Get a free case evaluation from an asbestos attorney with experience in Ohio →
Asbestos-Related Diseases
Asbestos fiber exposure can cause several specific diseases that typically appear decades after the original exposure. The latency period — the gap between exposure and diagnosis — usually runs 20 to 50 years. That's why workers exposed in the 1960s, 1970s, and 1980s are receiving diagnoses today.
Mesothelioma
A rare, aggressive cancer that affects the lining of the lungs (pleural mesothelioma), abdomen (peritoneal), or heart (pericardial). Mesothelioma is almost exclusively caused by asbestos exposure, which is why a mesothelioma diagnosis often points directly to historical workplace exposure. Average latency from first exposure to diagnosis is 30-50 years.
Asbestosis
A chronic, non-cancerous scarring of lung tissue caused by inhaled asbestos fibers. Asbestosis causes progressive shortness of breath, persistent cough, and reduced lung function. It does not improve with treatment, and it is a recognized basis for compensation under most trust schedules and civil claims.
Lung Cancer
Asbestos exposure significantly increases the risk of lung cancer, particularly when combined with a history of smoking. Asbestos-related lung cancer is compensable under the same trust schedules and civil claim avenues as mesothelioma.
Other Recognized Diseases
Pleural plaques, pleural thickening, laryngeal cancer, ovarian cancer, and certain gastrointestinal cancers are also recognized as asbestos-related under various trust schedules and case-law authorities, though eligibility and proof requirements vary by claim type.
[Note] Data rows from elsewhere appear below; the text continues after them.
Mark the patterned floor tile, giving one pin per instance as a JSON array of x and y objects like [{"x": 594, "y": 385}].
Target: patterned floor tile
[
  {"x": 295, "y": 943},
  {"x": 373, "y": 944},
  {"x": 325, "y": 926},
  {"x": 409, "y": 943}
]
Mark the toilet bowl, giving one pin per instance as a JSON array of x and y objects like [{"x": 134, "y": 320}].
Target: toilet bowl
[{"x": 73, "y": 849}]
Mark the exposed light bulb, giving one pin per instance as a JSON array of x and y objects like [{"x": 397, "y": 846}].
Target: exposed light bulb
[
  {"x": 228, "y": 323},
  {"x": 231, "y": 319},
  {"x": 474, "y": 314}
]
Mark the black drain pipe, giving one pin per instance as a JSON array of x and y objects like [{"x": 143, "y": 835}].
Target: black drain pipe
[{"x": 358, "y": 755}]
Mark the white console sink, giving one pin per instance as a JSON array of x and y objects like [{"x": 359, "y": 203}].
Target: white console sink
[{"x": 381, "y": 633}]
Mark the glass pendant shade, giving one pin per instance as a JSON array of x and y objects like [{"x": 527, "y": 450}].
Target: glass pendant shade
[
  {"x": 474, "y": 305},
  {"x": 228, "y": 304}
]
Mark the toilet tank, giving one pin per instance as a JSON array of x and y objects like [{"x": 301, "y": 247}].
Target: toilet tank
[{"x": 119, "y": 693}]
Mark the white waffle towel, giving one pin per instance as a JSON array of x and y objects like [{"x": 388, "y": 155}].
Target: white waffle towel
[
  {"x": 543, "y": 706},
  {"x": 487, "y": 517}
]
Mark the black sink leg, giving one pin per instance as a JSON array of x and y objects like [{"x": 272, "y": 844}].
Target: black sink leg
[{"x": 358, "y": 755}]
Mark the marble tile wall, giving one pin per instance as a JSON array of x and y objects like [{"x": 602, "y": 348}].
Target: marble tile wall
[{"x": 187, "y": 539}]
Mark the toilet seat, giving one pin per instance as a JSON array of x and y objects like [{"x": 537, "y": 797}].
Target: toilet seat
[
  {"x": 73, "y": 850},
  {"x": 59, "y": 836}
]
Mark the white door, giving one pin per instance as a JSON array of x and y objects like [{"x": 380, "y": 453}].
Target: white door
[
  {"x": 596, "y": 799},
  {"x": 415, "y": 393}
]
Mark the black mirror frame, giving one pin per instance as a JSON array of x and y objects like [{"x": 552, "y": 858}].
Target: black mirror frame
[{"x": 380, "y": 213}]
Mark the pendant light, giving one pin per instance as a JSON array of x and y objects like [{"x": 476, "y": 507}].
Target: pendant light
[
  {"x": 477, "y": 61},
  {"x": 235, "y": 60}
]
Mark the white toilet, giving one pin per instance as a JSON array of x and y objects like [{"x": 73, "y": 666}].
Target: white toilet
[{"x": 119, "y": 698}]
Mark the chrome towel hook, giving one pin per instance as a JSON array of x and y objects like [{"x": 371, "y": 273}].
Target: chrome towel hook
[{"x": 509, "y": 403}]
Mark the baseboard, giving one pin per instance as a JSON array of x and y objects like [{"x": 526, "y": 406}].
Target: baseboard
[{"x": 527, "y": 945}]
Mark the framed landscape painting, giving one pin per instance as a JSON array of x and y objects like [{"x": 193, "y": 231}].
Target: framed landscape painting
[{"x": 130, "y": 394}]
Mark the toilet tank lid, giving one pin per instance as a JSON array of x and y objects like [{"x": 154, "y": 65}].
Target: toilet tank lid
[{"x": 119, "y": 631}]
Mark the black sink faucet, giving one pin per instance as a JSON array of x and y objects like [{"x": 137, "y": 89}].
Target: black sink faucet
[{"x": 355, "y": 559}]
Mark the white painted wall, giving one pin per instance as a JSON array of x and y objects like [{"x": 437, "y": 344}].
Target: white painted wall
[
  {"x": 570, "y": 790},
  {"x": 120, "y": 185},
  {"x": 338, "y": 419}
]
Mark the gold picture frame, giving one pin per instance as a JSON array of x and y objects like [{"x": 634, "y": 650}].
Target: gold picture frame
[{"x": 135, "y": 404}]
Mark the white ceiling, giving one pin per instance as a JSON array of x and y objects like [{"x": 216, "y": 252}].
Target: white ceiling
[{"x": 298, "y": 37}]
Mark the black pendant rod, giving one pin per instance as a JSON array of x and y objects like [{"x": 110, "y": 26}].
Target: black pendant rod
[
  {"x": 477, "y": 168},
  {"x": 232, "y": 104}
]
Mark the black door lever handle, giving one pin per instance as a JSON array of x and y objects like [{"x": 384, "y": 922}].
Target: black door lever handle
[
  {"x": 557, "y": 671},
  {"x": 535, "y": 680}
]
If you have any of these diagnoses and you worked at this facility, lived with someone who did, or were exposed in any documented capacity, you may have a claim worth pursuing. Speak with an attorney before assuming you don't qualify.
Data Sources
Information about facility equipment, industrial materials, and occupational records referenced on this page is drawn from publicly available sources where applicable, including:
- EPA ECHO Facility Compliance Database — enforcement and compliance records for industrial facilities
- OSHA Establishment Search — federal workplace inspection history
- EIA Form 860 Plant Data — power-plant equipment and ownership records (where applicable)
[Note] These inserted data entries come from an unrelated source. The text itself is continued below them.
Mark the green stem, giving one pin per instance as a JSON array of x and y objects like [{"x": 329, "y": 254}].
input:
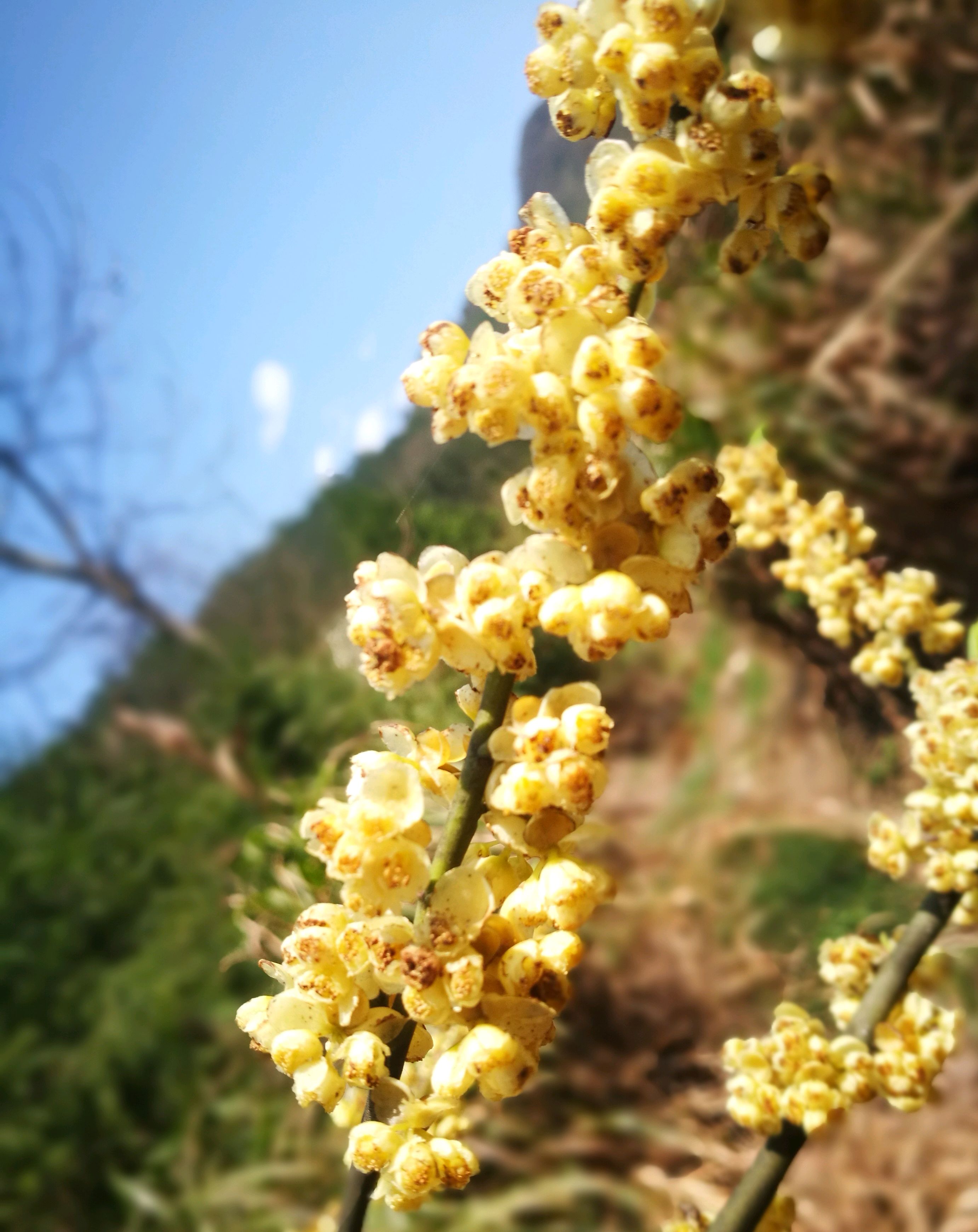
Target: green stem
[
  {"x": 746, "y": 1207},
  {"x": 891, "y": 980},
  {"x": 469, "y": 804},
  {"x": 360, "y": 1186},
  {"x": 464, "y": 820}
]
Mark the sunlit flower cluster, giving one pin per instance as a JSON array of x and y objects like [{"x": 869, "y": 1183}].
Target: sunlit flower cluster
[
  {"x": 854, "y": 596},
  {"x": 938, "y": 827},
  {"x": 637, "y": 55},
  {"x": 646, "y": 55},
  {"x": 796, "y": 1073},
  {"x": 480, "y": 615},
  {"x": 912, "y": 1048},
  {"x": 478, "y": 974},
  {"x": 917, "y": 1037}
]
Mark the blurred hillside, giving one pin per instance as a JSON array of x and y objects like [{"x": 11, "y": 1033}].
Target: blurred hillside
[{"x": 148, "y": 858}]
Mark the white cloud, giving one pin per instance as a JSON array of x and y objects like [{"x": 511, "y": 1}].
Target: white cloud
[
  {"x": 271, "y": 393},
  {"x": 767, "y": 42},
  {"x": 324, "y": 462},
  {"x": 371, "y": 429}
]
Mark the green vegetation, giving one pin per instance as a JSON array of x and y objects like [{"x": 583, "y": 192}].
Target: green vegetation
[{"x": 125, "y": 1087}]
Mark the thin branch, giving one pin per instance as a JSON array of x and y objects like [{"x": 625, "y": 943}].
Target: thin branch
[
  {"x": 757, "y": 1189},
  {"x": 469, "y": 804},
  {"x": 56, "y": 512}
]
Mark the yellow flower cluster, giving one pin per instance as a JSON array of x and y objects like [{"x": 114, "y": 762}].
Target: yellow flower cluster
[
  {"x": 480, "y": 615},
  {"x": 574, "y": 368},
  {"x": 828, "y": 546},
  {"x": 640, "y": 53},
  {"x": 478, "y": 975},
  {"x": 917, "y": 1038},
  {"x": 938, "y": 828},
  {"x": 848, "y": 965},
  {"x": 779, "y": 1217},
  {"x": 796, "y": 1073},
  {"x": 646, "y": 53},
  {"x": 574, "y": 374}
]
- Ohio Environmental Protection Agency NESHAP asbestos abatement notification records
- Published asbestos trial and trust fund records (publicly filed court documents)
- AsbestosIndex Product & Manufacturer Crosswalk — historical asbestos-containing product schedules linked to manufacturers
If specific equipment or product claims in this article are sourced from a non-public database, the source is identified parenthetically within the text above.